Dispatch 18: Cruising along the Coast

This morning the Louis S. St-Laurent left the ice pack for the first time in over two weeks. Why? We will be beginning our coastal water sampling. Tonight, we will tackle the Barrow Line – a series of CTD stations over the continental shelf just west of Utqiagvik (Barrow), Alaska. Along with the Mackenzie Line (which will be the last of our scientific activities), these two transects along the continental shelf are all of the coastal sampling we do. These stations have a wide range in depths, from about 100 to 3000 meters deep! For the most part these stations are relatively close together (about 18 km compared to our typical distance between stations of around 100 km) and are our most intense sampling days that occur during the expedition, as there are CTD casts and many samples to collect from the Rosette. In addition, zooplankton nets will also be deployed at most of the stations and additional water will be collected for lithogenic isotope sampling (see Dispatch 7).

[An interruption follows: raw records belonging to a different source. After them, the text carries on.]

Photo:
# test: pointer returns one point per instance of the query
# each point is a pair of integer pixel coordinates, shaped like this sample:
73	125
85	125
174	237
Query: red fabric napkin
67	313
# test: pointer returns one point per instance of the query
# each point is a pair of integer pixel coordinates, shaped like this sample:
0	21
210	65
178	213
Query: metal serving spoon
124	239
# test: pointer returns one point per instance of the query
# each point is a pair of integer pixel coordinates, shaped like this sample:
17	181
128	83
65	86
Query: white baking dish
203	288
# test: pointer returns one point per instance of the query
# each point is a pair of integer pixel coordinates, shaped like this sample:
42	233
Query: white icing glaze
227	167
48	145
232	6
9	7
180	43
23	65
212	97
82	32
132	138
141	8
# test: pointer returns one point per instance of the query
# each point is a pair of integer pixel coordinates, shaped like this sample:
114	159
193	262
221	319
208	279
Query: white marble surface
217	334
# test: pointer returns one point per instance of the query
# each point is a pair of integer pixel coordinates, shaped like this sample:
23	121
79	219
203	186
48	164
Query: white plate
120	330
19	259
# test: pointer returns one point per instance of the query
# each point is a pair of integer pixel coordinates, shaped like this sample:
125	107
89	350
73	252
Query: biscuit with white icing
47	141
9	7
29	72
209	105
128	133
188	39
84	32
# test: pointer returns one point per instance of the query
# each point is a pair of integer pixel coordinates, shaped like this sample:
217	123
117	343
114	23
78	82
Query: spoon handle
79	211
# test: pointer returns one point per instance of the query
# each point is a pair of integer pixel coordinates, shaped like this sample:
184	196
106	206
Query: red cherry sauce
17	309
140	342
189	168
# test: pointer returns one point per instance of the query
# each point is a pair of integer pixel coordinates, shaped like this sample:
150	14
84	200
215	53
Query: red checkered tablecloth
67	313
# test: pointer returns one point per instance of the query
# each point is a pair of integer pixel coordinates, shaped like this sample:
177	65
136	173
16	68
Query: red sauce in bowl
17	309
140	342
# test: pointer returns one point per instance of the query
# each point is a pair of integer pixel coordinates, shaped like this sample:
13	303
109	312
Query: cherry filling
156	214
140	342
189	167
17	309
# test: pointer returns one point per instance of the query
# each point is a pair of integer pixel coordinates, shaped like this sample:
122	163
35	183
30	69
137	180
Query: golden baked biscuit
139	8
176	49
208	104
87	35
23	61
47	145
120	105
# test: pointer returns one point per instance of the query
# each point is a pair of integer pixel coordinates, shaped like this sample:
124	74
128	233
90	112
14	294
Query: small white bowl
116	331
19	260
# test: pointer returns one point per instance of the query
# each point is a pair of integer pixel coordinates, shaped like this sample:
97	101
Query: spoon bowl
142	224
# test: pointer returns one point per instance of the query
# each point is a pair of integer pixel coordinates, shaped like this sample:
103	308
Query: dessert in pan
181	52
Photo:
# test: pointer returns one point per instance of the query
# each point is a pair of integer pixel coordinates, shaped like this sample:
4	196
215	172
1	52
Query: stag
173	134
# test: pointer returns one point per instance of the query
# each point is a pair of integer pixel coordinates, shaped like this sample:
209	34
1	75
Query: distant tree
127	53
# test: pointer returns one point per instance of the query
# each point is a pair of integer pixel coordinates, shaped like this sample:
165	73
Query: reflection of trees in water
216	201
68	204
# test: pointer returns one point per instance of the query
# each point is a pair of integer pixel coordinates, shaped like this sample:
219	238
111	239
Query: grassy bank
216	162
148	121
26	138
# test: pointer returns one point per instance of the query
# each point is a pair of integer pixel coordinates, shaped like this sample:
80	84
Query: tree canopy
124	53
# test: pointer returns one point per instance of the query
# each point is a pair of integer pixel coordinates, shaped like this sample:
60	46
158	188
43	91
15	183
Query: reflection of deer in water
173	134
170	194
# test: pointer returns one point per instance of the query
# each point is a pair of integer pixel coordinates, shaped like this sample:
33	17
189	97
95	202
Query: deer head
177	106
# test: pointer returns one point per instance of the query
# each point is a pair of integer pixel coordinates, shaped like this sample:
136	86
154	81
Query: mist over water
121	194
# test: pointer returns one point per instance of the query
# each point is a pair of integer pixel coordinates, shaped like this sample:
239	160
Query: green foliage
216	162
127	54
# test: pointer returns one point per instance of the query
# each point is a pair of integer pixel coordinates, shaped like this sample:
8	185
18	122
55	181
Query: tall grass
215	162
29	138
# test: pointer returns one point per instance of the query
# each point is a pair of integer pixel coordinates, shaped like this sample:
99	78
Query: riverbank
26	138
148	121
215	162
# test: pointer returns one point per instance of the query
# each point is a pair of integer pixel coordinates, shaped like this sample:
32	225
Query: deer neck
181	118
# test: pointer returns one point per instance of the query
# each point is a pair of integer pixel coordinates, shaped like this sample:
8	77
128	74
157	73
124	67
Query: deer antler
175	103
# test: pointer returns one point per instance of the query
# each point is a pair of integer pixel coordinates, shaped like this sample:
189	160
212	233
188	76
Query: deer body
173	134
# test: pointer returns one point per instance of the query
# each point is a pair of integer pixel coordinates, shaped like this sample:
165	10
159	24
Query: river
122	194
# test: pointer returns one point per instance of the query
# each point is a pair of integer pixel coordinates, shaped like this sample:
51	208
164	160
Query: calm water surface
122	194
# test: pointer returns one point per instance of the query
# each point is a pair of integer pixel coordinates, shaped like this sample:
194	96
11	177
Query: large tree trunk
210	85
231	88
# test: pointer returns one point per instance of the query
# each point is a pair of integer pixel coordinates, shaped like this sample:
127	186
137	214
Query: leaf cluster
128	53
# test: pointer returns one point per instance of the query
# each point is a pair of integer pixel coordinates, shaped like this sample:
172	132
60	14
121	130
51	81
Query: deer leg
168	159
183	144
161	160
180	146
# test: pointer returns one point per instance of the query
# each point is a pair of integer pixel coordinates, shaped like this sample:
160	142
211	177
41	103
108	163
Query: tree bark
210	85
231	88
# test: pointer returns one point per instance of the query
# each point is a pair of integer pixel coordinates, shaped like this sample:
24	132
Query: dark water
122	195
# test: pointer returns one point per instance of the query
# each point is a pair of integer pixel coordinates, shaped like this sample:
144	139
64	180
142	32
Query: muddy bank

Coastal sampling is vastly important in general as coastal regions are often a hot spot for biological productivity where rivers serve as a source of nutrients for the ocean. In the Beaufort Gyre, rivers are also a primary source of freshwater (along with sea ice melt and relatively fresh water inflowing from the Bering Strait). So, when trying to understand future changes to the Beaufort Gyre’s freshwater content (the importance of which was discussed in Dispatch 2), these coastal sampling lines are incredibly important as they allow us to capture how the freshwater is distributed all the way to the coastal margins of the system.

In addition to understanding the physical influence of river input, many of the science team are also interested in the biological activity in this part of the Canadian Basin. As for how we sample that, at every CTD cast zooplankton samples are collected from a bongo net and other water column properties are sampled in water taken from the Rosette (as discussed in dispatch 3).

What do we do with these water samples? For phytoplankton, the first step after collecting a water sample is filtering it through filter paper. Then in a lab on shore, chlorophyll-a (i.e., xxx) is extracted from the filter paper with acetone and run through a fluorometer. In the fluorometer, there is a flash of blue light, which excites the phytoplankton and causes them to emit red light that is detected by the instrument. This process tells us the concentration of phytoplankton that was in the original seawater sample. What we do with other water samples that impact biological productivity, in particular nutrient concentrations, will be discussed in a future dispatch!

After we finish the Barrow line, we will head back into the ice to recover the last mooring and deploy a new one (along with some more CTD stations here and there). Overall, we’re all looking forward to our last few days in the ice pack!